How to find out what digits are missing in an IntStream

Question

I want to return a string consisting of those digits (in ascending order) that do not appear in any of the argument numbers. I don't know how this should be done, but I would like to use the long as a comparator to find out the missing digits in IntStream.

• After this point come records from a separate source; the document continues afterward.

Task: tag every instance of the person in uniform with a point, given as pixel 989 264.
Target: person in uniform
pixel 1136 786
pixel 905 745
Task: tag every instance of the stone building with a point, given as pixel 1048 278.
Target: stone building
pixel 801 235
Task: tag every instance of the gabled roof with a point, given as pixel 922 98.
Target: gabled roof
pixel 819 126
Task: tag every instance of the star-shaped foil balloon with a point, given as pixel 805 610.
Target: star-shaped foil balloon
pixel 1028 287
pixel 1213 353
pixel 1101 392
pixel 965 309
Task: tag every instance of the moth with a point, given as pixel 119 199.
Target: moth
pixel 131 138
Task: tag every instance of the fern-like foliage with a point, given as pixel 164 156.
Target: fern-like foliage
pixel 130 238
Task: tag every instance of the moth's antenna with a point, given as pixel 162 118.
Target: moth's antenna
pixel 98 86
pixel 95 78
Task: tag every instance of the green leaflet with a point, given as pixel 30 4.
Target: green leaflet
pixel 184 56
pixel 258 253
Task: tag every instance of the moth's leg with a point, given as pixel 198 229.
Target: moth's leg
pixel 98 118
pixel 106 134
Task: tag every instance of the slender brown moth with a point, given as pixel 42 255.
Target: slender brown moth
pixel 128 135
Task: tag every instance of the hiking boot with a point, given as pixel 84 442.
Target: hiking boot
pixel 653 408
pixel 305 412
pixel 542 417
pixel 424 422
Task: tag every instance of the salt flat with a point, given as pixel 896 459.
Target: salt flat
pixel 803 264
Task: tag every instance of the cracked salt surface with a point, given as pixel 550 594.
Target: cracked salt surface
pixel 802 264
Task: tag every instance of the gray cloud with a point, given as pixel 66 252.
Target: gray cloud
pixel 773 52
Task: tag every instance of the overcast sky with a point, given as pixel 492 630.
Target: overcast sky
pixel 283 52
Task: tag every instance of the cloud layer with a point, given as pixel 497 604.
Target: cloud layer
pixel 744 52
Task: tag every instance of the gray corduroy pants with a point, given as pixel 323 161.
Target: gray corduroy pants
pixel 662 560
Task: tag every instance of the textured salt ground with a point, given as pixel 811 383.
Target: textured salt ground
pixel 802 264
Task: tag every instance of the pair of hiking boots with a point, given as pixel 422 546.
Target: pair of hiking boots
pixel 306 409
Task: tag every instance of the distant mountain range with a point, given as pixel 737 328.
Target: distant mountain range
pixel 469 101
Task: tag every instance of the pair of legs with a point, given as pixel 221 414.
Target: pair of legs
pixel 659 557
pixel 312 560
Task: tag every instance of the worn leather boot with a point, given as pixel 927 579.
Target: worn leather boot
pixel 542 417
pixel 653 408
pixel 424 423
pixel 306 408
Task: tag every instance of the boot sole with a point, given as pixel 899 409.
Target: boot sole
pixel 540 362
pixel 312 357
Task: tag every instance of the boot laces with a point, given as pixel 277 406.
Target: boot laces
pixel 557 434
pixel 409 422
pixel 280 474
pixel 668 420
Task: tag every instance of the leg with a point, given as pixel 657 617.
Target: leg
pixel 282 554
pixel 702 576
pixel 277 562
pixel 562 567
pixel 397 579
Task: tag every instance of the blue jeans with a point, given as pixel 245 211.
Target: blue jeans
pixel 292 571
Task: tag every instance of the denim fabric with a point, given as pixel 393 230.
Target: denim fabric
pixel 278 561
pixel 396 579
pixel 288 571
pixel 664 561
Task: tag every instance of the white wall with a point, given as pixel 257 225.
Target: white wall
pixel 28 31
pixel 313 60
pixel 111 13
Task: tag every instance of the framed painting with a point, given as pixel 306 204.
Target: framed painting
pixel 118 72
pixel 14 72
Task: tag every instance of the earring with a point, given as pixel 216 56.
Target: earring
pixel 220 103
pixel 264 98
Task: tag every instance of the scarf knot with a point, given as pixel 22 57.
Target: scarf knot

For example, if numeros = [1201, 23045], I must return "6789"

My code:

public static String digitosQueNoEstanEn(List<Long> numeros)
{
    long n = 1234567890;
    IntStream numStream = numeros.stream()
        .map(c -> c.toString())
        .flatMapToInt(c -> c.chars())
        .distinct();

Answer 1

There are many solutions to this problem, one of which is a simple set removal. You essentially want to remove all used digits from the set of valid digits, and store the result as a String . That can be done with the following:

public static String digitosQueNoEstanEn(List<Long> numeros) {
    Set<Integer> usedDigits = numeros.stream()
                                     .map(String::valueOf)
                                     .flatMapToInt(String::chars)
                                     .map(c -> Character.digit(c, 10))
                                     .boxed()
                                     .collect(Collectors.toSet());

    return IntStream.range(0, 10)
                    .filter(i -> !usedDigits.contains(i))
                    .sorted()
                    .mapToObj(Integer::toString)
                    .collect(Collectors.joining());
}

When invoked with your example of [1201L, 23045L] , the output is what you expect:

6789

---

Andy Turner also mentioned that using a BitSet may be a viable solution. If you choose to use one, your solution may look like the following:

public static String digitosQueNoEstanEn(List<Long> numeros) {
    BitSet bitSet = BitSet.valueOf(new long[] { 0b0011_1111_1111 });

    numeros.stream()
        .map(String::valueOf)
        .flatMapToInt(String::chars)
        .map(c -> Character.digit(c, 10))
        .forEach(bitSet::clear);

    return bitSet.stream()
                 .sorted()
                 .mapToObj(Integer::toString)
                 .collect(Collectors.joining());
}

Answer 2

Here is what I came up with.

        public static String digitosQueNoEstanEn(List<Long> numeros) {
           String digits = "0123456789";
           return numeros.stream()
                .flatMap(numero->Arrays.stream(Long.toString(numero).split("")))
                .distinct()
                .reduce(digits, (dgts,d)->dgts.contains(d) ? dgts.replace(d,"") : dgts);
         }

         List<Long> numeros = List.of(1201L, 23045L);
         digitosQueNoEstanEn(numeros);  
         System.out.println(result);

6789

Basically I flatten the list of supplied numbers to digits and then just remove them in a reducing operation. What is left are the digits that were not in the original numbers.